When you are unsure, not feeling confident, and scared no one will like you, it can be hard to get started. My son, Chase, is a fifth grader, and we signed him up for a basketball camp. He went alone and didn’t know anyone. As can be predicted, he was very nervous. Here is our text exchange. His messages are in gray, and my responses are in blue:

My initial thought when I received the text was to save him from this uncomfortable situation. I was kicking myself for not planning earlier and getting a friend to go with him. After a moment, I was thinking this could be a great experience for him to learn how to connect and engage, so I gave him a few things to do and say to connect with kids. He initially did not want to do this and said no. It became clear he was scared. After affirming that feeling afraid in these situations is normal, I provided just a little bit of encouragement: “You just might be surprised if you give it a chance.” He was protecting himself by saying he didn’t like them and they wouldn’t like him. Again, this was his fear talking. It took no more than a little push and a couple of ideas, and he had a friend.

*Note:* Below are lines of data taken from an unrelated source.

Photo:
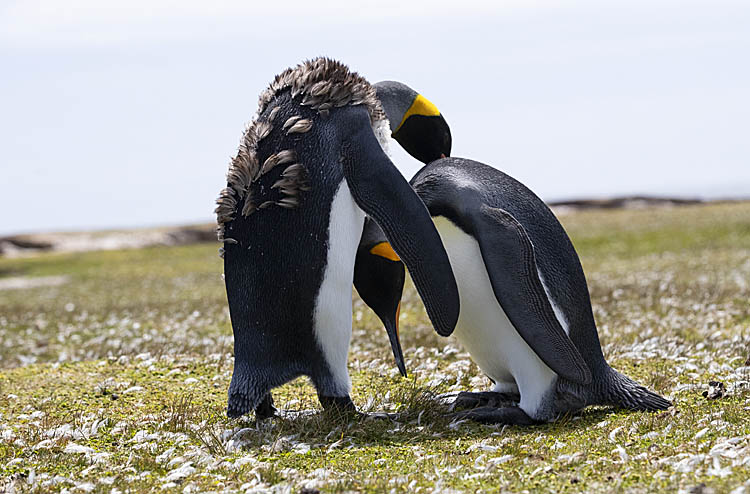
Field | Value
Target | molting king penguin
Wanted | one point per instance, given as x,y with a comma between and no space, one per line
525,312
308,170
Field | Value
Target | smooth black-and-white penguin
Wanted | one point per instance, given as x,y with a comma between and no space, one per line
291,218
525,313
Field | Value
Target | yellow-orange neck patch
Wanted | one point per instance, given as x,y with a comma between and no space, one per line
420,106
384,249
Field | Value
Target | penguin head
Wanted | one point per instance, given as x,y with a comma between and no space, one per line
379,279
415,122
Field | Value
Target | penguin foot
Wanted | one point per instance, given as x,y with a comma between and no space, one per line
342,405
492,415
265,410
466,399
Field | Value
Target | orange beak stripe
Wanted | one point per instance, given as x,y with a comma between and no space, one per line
384,249
398,314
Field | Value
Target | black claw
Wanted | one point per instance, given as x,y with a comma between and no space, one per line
266,409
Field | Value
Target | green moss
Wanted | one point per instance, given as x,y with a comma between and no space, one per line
668,294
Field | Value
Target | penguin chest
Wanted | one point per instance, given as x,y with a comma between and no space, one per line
483,327
332,320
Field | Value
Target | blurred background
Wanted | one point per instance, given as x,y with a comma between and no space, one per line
125,113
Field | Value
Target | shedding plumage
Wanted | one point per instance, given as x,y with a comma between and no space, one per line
321,84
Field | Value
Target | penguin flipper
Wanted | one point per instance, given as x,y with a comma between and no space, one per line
510,261
382,192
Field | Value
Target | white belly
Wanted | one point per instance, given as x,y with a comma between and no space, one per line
483,327
333,307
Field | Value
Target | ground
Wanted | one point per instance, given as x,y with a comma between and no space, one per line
114,368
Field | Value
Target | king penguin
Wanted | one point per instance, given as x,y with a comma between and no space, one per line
525,312
309,169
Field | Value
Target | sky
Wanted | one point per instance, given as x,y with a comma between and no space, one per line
125,113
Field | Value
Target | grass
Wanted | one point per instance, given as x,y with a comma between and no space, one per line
115,380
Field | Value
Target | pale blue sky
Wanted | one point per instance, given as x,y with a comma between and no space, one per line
125,113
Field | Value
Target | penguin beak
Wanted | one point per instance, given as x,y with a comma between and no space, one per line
391,328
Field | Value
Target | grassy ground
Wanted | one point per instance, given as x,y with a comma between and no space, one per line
113,378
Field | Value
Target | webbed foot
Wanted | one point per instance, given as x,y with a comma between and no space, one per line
466,399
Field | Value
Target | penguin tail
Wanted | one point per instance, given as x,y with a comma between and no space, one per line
625,393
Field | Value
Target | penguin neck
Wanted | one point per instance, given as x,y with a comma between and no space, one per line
382,130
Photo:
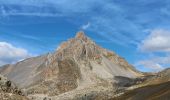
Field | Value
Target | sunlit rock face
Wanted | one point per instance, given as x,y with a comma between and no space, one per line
77,64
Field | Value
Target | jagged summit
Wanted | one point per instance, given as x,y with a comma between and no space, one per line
80,35
78,63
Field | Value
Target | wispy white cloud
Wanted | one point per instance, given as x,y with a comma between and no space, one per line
157,41
11,54
85,26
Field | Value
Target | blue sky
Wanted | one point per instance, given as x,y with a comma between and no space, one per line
138,30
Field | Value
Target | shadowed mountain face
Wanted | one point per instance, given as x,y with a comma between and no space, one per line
150,92
77,64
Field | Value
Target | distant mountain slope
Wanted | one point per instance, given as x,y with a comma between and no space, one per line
150,92
77,64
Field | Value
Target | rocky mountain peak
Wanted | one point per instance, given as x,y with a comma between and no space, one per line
81,35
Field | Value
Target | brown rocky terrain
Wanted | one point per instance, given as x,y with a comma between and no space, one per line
77,64
81,70
8,90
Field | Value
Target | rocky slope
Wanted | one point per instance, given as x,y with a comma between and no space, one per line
154,87
8,90
78,64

Why do I use this as an introduction to a blog about assessment? Some of our most powerful moments with students happen when they are feeling vulnerable, not confident, and a bit uncomfortable. They need a little push, a little feedback, or a little direction to figure out how to connect or learn or find some success. While feedback is incredibly powerful, it does not have to be this big thing that takes hours outside of school to accomplish.

In fact, the notions of feedback and intervention are integrally related. I was facilitating some conversations around planning interventions when I realized that we are, at times, trying to make intervention systems something complex, which seems unattainable and overwhelming. Structures and strategies are certainly important to study and implement. And interventions are at their best when teachers use evidence and observation of where students are—who they are, what makes them tick, what they know, and what their gaps are—to help them connect.

It could be that they need additional time and support with specialists. Or it could mean that teachers listen and notice where the disconnect is, providing some time, ideas, and support to guide students in making that connection. Interventions can be moments.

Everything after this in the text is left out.